Protecting Your Credit During COVID-19

Have you been losing sleep over managing your finances in the face of the current pandemic? Well, you’re not alone. Media outlets such as BBC have reported 30 million people filing for unemployment in the United States alone. The International Monetary Fund (IMF) has projected global economic growth plummeting to a -3% in 2020, making the current economic environment the second worst since the Great Depression of 1930’s.

Increased unemployment, negative economic growth and a high stress environment make the ideal collection of circumstances that can make people vulnerable to credit downturn. Here is a list of things you should do to make sure your credit is protected during the COVID-19 pandemic.

Reach Out For Financial Relief

In response to millions of US citizens’ plea for financial support, Congress passed the CARES (Coronavirus Aid, Relief, and Economic Security) Act on March 27th, 2020 which provided about 2 trillion dollars worth of financial relief to American citizens, businesses and institutions.

The act requires lenders to accommodate borrowers’ needs and report accurate information, on the relief provided, to the credit bureaus.

The common types of reliefs provided by the credit card companies during the COVID crisis are:

  • Working out a new payment plan to pay off the balance
  • Forbearance of payments for a limited period
  • Reducing interest rates
  • Waiving late fees

For example, Bank of America is providing its customers with options like postponing payments and refunding late fees. While Barclays has set up a portal for its consumers to apply for payment relief.

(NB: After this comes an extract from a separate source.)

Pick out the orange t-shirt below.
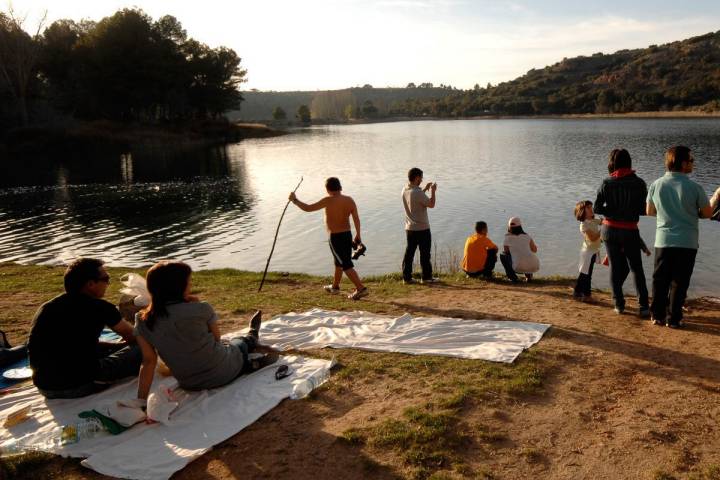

You can also seek payment relief from various service providers to better cope up with financial burden during COVID. For example, U.S. Department Of Housing And Urban Development has allowed FHA issued mortgages to be paused for up to six months.

Unfortunately, according to a survey conducted by Credit Karma, as many as 62% of all unemployed Americans haven’t reached out for financial relief due to a lack of understanding of the eligibility of the various COVID-19 financial relief programs.

Know Your Consumer Rights

The Federal Trade Commission (FTC) looks after the enforcement of the Fair Debt Collection Practices Act which was passed on 20th September 1977. It provides legal protection to consumers against unfair and abusive practices of debt collectors.

Data suggests that violation of the Fair Debt Collection Act is the most common reason for complaints addressed to the Consumer Financial Protection Bureau.

Special provisions for consumer protection against debt collection during the pandemic have been enforced and are as follows:

  • If you have a federal student loan you don’t need to make monthly payments from March untill the end of September 2020. The Education Department has paused the collection of federal student loans.
  • Debt collectors can’t claim funds allocated to you by the Federal Government. Make sure you’re aware that all government support payment should came directly to you and not your debt collection.
  • State and local governments have temporarily paused all evictions and foreclosures.

Protect Your Information

2019 has surpassed 2015 in identity theft instances by more than 160,000 according to Insurance Information Institute, making 2019 the worst year in the history of identity theft. And these numbers are only expected to reach new heights in 2020 due to increased usage of online stores and services during the COVID-19 lockdown.

As more people spend time online, data and information breaches are increasing as well due to nefarious third parties trying to take advantage of unaware consumers.

Fortunately, the Fair Credit Reporting Act, passed in 1970, has provisions of extensive measures for protecting victims of identity theft.

The Federal Economic Growth, Regulatory Relief, and Consumer Protection Act, passed in 2018 has made it free to apply for credit card freezes. This will prevent any further damage being caused to your credit. This feature will also require you to enter a PIN before any new creditor receives your credit report. You can lift the freeze whenever you deem it convenient.

Track Your Finances

Anyone can become victim of financial fraud and paying close attention to all your financial activities might save you a lot of time and money in the future.

Forbes states that the newest account holders are the most prone to face huge financial blows from identity theft. Theft goes undetected for as long as 6 months in such cases.

You have the right to an annual free-of-cost credit report from Experian, Equifax, or TransUnion as per FTC guidelines.

To up your monitoring game you can also sign up for credit monitoring services. These services notify the cardholder whenever a data change occurs and detect any unusual behavior to alert the consumer of a possible breach.

There are several credit reporting agencies and services that can help you stay on top of your finances at minimal cost.

Dispute Errors

Monitoring your credit will help you identify any errors or activities that weren’t authorized by you. The FCRA arms consumers with the right to dispute any error in their credit reports. And, we insist you do so spontaneously online.

You will need to keep all supporting documents to support your claim. These can be scanned copies of your documents that you will need to upload online.

Credit reporting agencies usually take 45 days to rectify the errors. However, the CARES Act allows lenders and credit bureaus to take additional time to fix errors to make up for limited employees and resources during these unprecedented times.

Final Words

Your credit reports and scores play a major role in your financial future and making sure that you’re protecting your credit during the COVID-19 should be one of your biggest financial priorities.